Haproxy is GPLv2, so you can redistribute it in binary form provided you give enough information to the end user about where to fetch the sources to rebuild it. You also need to inform them about the build options / environment, because without them, it's possible that they won't be able to get the same features.
When you have a doubt on those points, keep in mind that the GPL's goal is to ensure that if you disappear, your customers will not be left with a buggy software they can't fix. So you just have to provide them means not to depend on your availability. When you keep that in mind, it's a lot easier to make the right choice. And good faith always counts if you try to make this possible but fail because you've not thought about everything.
Also, keep in mind that whenever you start distributing software, some of your customers will ask for specific changes to better cover their needs. At first you'll refuse but after losing a few customers who all want the exact same minor feature, you'll accept. Then you'll have patched the code and be embarrassed because you won't be able to point the customer to the original site to get the code.
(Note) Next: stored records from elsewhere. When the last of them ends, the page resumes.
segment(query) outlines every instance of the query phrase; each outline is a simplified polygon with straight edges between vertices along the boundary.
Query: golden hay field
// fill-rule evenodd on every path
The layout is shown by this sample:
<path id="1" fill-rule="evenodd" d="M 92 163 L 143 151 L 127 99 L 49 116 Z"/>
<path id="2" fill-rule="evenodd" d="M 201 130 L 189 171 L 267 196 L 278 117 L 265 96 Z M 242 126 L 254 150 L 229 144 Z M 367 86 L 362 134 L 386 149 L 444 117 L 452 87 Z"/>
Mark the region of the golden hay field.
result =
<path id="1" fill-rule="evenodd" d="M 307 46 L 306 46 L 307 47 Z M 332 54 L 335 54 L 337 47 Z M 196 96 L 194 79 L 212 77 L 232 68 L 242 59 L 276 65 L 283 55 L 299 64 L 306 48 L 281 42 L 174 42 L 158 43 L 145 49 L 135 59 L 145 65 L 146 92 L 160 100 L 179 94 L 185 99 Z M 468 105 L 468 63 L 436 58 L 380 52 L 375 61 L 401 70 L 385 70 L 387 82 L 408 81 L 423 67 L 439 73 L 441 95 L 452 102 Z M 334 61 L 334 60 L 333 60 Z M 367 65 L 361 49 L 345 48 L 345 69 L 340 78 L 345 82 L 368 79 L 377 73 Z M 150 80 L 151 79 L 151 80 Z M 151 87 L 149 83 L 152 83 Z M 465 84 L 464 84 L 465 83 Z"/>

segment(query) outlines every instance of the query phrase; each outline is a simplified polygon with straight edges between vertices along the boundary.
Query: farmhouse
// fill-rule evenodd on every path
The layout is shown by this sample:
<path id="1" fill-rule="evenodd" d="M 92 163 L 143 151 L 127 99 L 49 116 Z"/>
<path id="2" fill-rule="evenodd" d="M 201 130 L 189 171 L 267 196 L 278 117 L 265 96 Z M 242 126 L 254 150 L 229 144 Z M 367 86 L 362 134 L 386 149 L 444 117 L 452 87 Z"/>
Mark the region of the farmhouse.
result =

There are two approaches to this :
- the patch is of general use and you don't want to maintain it. Just submit it for inclusion into mainstream. If it's accepted, you can update your version and don't need to maintain a patch anymore ;
- the patch is too much customer-specific and has no chance of being accepted, then you need to make it available to your customer along with the build instructions so that the customer can still grab the official release, patch it and build it.
One possible typical patch is to remove some names/urls/versions etc in the doc to make it appear cleaner and better integrated with your solution. Removing these information is right if you provide the patch which removes them. That way there's no obfuscation, your changes are transparent.
In any case, if you spot a bug and think you fixed it, you're strongly encouraged to submit it for review, as it's common to fix the consequences instead of the causes.